Convex and Concave Functions¶
Definitions and Tests¶
- Define a convex function and a concave function using the formal definition involving a line segment.
- What is the relationship between a convex function \(f(x)\) and the function \(g(x) = -f(x)\)?
- State the Second Derivative Test for determining intervals of convexity and concavity.
- If the first derivative, \(f'(x)\), of a function is increasing over an interval \((a, b)\), what can you conclude about the convexity of \(f(x)\) on that interval?
- Show that \(f(x) = x^2\) is a strictly convex function on \(\mathbb{R}\) using the second derivative test.
- For \(x > 0\), determine if the function \(f(x) = \sqrt{x}\) is convex or concave. Justify your answer.
- Determine the intervals on which the function \(f(x) = x^3 - 3x^2 + 1\) is convex and concave.
- Find the intervals of convexity and concavity for the function \(f(x) = \frac{x}{x^2+1}\).
- Show that \(f(x) = \ln(x)\) is a strictly concave function for \(x > 0\).

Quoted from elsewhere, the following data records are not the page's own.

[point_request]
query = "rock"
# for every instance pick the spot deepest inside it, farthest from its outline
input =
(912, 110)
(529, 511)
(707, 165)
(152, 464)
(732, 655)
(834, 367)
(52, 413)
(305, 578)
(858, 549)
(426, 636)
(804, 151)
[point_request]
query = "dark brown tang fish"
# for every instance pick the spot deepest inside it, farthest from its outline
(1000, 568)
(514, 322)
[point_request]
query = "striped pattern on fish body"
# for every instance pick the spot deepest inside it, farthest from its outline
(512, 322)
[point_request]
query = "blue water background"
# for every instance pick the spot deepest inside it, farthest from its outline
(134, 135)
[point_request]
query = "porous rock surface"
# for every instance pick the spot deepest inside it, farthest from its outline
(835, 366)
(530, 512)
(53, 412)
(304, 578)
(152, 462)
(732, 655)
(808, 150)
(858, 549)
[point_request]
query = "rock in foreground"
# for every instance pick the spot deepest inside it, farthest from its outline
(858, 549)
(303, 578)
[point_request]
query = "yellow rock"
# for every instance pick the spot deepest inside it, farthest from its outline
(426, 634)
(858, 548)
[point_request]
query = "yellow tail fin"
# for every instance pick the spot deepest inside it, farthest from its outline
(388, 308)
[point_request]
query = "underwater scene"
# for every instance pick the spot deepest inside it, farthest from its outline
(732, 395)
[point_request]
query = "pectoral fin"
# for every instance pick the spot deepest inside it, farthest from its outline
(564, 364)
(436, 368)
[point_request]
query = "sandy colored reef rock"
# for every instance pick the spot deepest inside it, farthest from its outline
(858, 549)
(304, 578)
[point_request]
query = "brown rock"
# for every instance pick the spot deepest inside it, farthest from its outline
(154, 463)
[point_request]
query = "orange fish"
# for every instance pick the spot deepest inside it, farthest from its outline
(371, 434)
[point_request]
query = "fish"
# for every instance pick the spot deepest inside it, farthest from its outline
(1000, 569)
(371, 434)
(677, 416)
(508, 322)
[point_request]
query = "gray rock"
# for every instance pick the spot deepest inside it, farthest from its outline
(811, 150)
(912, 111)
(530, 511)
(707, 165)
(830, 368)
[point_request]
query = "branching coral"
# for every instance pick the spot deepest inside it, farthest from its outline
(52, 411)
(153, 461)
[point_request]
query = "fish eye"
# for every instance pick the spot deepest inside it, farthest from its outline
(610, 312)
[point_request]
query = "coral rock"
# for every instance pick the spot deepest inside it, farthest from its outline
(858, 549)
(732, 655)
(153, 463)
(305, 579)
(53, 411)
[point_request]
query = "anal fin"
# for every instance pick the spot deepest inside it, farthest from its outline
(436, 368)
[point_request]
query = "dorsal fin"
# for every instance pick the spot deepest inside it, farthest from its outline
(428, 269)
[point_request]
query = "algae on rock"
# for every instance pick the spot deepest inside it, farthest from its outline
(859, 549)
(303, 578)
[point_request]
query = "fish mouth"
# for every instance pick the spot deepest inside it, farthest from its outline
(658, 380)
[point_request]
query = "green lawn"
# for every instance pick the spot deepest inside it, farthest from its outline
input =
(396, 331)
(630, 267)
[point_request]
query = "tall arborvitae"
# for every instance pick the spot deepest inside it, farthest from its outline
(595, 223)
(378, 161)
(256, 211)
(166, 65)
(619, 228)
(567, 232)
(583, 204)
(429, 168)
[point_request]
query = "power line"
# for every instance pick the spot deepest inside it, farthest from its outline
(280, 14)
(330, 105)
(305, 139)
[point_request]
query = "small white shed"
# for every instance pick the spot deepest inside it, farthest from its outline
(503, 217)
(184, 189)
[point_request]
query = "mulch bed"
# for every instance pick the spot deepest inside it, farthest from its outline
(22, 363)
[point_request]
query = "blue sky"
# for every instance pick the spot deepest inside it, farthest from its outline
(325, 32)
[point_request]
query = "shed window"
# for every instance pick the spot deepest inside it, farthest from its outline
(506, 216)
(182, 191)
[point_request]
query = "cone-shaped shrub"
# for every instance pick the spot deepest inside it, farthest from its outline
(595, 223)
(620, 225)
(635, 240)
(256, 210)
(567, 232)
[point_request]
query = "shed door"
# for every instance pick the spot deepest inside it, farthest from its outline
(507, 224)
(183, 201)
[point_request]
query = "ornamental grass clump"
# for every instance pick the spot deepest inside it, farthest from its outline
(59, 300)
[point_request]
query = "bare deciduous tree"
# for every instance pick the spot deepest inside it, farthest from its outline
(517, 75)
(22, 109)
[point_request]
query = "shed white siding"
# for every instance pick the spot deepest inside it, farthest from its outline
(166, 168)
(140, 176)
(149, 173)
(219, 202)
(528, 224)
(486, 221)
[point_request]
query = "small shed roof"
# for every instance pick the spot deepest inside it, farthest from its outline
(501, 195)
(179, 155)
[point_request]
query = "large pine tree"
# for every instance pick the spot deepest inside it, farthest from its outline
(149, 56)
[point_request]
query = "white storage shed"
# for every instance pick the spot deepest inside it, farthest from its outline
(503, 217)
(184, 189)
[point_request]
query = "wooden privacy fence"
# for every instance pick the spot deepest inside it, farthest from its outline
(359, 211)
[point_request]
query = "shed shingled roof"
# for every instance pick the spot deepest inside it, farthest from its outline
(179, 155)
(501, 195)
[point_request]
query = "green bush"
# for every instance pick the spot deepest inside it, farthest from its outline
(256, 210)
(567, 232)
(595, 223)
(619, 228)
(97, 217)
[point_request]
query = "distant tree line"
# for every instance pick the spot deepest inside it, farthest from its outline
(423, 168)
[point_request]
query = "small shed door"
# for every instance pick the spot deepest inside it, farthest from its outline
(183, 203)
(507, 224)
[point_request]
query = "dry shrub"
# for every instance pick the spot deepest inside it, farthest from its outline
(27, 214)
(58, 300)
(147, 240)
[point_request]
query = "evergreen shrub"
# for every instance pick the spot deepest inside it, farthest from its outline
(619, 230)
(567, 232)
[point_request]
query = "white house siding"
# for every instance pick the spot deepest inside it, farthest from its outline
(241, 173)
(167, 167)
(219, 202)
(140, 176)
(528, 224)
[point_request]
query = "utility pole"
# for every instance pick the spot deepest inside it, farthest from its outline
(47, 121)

- Analyze the convexity of the function \(f(x) = x e^{-x}\) for \(x \in \mathbb{R}\).
Point of Inflection and Applications¶
- What is a point of inflection? What condition must the second derivative typically satisfy at a point of inflection?
- Find all points of inflection for the function \(f(x) = x^4 - 6x^2\).
- Find the point(s) of inflection for the function \(f(x) = (x-2)^3\).
- Does the function \(f(x) = x^4\) have a point of inflection at \(x=0\)? Explain why or why not, considering \(f''(0) = 0\).
- Briefly explain the significance of convexity in optimization problems. For example, what does strict convexity of a function guarantee about a point where \(f'(c) = 0\)?